And I can see why.
At a Pavilions on Ventura, he picks up two shopping carts filled with bread and 24 cases of frozen dinners, loading heavy boxes into his van. On the way out of the store, he seizes up and stops cold, as if he's about to keel over. He reaches into his pocket for a small bottle of NitroQuick, and he pops a pill that opens his blood vessels.
You OK? I ask.
"I'm fine," he says and he hits the gas.
The ranks of the needy are only going to grow, Siegel says, and somebody's got to do this. He doesn't question the need, never judges the recipients. This is his town, these are his neighbors, and charity makes a man whole.
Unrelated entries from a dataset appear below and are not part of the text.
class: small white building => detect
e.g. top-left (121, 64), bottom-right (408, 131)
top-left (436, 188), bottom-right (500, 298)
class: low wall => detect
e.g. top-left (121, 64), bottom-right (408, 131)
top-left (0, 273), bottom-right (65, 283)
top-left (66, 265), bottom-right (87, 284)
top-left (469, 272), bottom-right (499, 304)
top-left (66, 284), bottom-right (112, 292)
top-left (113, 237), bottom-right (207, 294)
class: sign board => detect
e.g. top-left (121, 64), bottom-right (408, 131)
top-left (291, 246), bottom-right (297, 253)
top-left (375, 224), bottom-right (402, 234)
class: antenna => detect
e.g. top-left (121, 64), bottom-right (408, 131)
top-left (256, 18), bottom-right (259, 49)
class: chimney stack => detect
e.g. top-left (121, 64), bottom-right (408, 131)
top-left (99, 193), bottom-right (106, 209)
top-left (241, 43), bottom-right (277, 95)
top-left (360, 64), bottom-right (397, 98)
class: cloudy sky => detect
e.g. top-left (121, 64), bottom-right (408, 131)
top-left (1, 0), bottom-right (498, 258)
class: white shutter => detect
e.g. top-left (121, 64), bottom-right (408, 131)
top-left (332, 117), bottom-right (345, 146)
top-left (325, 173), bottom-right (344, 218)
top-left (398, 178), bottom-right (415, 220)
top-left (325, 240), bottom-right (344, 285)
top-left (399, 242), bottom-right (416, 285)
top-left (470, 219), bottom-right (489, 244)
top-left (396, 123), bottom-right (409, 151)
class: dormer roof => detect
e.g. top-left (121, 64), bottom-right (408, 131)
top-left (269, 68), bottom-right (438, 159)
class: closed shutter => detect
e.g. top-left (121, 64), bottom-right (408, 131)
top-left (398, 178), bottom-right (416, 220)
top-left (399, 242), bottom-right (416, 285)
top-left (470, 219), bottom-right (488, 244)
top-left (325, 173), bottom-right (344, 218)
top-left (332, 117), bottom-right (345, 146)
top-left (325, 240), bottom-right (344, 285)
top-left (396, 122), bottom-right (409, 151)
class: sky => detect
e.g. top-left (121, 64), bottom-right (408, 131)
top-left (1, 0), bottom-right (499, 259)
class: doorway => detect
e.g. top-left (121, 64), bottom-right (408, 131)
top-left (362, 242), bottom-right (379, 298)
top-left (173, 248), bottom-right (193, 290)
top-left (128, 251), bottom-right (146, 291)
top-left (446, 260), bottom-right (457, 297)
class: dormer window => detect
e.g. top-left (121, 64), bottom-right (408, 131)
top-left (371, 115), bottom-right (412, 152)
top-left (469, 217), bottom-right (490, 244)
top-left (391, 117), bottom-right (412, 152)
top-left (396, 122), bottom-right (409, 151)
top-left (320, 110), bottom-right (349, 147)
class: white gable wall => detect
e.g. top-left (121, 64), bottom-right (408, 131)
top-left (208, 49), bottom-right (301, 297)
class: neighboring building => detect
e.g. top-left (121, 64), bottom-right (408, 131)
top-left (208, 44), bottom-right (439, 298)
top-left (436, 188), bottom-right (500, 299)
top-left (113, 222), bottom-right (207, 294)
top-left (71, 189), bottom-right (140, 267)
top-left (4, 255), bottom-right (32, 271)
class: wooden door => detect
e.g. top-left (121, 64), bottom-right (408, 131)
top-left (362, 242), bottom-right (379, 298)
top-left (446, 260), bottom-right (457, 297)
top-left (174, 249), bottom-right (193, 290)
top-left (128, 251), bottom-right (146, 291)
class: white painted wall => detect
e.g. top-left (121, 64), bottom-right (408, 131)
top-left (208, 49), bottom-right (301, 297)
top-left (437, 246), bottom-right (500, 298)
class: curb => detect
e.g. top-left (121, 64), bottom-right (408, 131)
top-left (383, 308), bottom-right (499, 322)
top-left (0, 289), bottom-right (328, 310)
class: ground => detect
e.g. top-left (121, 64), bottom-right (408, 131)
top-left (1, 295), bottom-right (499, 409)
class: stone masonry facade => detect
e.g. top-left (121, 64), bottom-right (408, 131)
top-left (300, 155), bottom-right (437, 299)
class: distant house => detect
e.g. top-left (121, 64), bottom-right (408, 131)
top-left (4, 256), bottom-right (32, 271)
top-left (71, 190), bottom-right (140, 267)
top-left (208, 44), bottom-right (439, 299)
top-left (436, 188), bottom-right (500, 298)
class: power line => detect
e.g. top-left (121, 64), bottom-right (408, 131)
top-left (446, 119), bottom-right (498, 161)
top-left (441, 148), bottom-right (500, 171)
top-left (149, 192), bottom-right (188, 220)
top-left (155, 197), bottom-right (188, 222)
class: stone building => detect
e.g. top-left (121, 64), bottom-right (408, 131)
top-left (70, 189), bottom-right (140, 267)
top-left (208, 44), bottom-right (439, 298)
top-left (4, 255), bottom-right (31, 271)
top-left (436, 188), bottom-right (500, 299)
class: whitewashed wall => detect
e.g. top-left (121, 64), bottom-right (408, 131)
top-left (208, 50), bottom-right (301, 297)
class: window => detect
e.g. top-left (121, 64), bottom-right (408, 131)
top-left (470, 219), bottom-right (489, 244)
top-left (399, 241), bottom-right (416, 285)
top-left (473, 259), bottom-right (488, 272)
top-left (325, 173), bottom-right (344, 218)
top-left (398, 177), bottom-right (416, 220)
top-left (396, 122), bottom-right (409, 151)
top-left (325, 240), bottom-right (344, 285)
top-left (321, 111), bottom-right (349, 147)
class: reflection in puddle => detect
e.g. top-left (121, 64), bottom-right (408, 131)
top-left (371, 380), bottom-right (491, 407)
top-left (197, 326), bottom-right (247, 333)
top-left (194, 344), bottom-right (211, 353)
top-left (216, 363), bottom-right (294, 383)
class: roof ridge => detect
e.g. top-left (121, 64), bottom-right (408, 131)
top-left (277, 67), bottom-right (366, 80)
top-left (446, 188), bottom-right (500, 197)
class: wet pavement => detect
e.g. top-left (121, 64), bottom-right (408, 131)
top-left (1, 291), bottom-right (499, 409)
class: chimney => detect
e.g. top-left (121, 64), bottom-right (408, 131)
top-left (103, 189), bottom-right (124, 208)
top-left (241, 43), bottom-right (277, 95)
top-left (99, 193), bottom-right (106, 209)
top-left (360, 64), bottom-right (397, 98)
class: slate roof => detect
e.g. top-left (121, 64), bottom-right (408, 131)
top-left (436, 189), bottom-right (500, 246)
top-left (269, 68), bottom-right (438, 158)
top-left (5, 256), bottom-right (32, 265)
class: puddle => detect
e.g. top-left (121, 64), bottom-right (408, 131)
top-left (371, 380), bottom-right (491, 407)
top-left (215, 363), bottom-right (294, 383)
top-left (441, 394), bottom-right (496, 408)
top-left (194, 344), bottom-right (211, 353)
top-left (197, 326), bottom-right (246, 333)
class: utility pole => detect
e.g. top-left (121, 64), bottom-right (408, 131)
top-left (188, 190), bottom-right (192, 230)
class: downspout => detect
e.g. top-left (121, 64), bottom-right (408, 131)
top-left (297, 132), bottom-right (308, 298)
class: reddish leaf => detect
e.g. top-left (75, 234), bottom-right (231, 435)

He walks into stores in full schmooze mode: "How you doing, sweetheart" and "Hello, pal." The trick is to think of yourself as a reverse salesman, he tells me. You're taking, not selling, but you've still got to work it, "get a little camaraderie thing going."
At one store, he practically hijacks the Buona Forchetta bread truck as driver Juan Castellon pulls in with a predawn delivery.
"I'm not supposed to give the bread away," Castellon tells me, smiling at his own weakness as Siegel grabs all the loaves he can get.
After the Costco distribution, Siegel's still got some cargo, so we make four more stops: at the L.A. Family Housing shelter, and then on to Noble Avenue Elementary, Rosa Parks Learning Center and Panorama City Elementary, where the Bagel Brigade's donations are handed out to parents.
"We love having them and they provide a great service," Panorama Principal Sylvia Guzman says as Siegel bums us a couple cups of coffee.
Ysabel Rodriguez, who takes the bread for the school and hands it over to parents, presents Siegel with a late Christmas present.
"Why'd you do that?" he asks.
"Because I love you," Rodriguez says.
Siegel had to cut back recently from five days to three, but says he won't quit until he has to.
"Cast your bread on the surface of the waters, and it comes back to you," he tells me. "That's what this is."